Objective: To investigate the binding capacities of differently glycosylated IgA1 on human umbilical vein endothelial cells (HUVEC).
Methods: Serum IgA1 was purified by jacalin affinity chromatography and then was desialylated and/or degalactosylated with neuraminidase and/or beta-galactosidase respectively. The efficacy of deglycosylations were assessed by peanut agglutinin (PNA) and vicia villosa lectin (VVL). Binding capacties of differently glycosylated IgA1 to HUVEC were evaluated by flow cytometry.

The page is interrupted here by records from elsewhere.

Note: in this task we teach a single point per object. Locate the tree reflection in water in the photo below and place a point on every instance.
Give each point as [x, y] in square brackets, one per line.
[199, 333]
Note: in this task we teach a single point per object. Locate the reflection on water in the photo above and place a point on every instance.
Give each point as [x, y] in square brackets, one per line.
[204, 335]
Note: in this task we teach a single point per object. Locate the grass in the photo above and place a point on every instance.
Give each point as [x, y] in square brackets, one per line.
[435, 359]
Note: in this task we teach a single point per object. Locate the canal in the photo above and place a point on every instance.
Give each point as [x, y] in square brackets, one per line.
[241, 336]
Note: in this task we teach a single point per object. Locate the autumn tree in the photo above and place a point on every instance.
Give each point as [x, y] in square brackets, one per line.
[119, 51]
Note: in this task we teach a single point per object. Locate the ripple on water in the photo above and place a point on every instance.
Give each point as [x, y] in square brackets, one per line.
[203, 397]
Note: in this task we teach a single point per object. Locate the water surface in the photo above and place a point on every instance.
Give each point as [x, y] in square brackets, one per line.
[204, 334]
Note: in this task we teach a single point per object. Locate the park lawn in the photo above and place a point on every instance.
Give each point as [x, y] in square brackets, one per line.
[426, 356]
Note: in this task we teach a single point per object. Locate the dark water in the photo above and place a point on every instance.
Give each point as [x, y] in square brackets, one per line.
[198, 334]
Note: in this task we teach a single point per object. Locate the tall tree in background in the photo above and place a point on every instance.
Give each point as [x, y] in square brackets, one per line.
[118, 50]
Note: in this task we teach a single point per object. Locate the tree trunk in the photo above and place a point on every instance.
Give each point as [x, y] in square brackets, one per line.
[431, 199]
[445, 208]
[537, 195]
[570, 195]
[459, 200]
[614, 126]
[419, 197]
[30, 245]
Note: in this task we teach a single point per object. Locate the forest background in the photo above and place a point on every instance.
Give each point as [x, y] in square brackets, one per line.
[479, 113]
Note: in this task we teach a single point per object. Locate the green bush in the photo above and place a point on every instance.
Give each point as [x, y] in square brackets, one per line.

Results: IgA1 could bind to HUVEC and the binding capacities of IgA1, DesIgA1 and Des/DeGalIgA1 were expressed by median fluorescence intensity (MFI) and they were 2.67+/-0.35, 4.62+/-1.09, 4.08+/-0.41 (IgA1 vs DesIgA1, P=0.015, IgA1 vs DesIgA1/DeGalIgA1, P=0.049, DesIgA1 vs DesIgA1/DeGalIgA1 , P>0.05), respectively.
Conclusion: IgA1 could bind to HUVEC directly, and the binding capacities of DesIgA1 and Des/DeGalIgA1 to HUVEC were significantly higher than that of normal IgA1. Serum IgA1, especially deglycosylated IgA1, might play some role in vascular lesions of IgAN.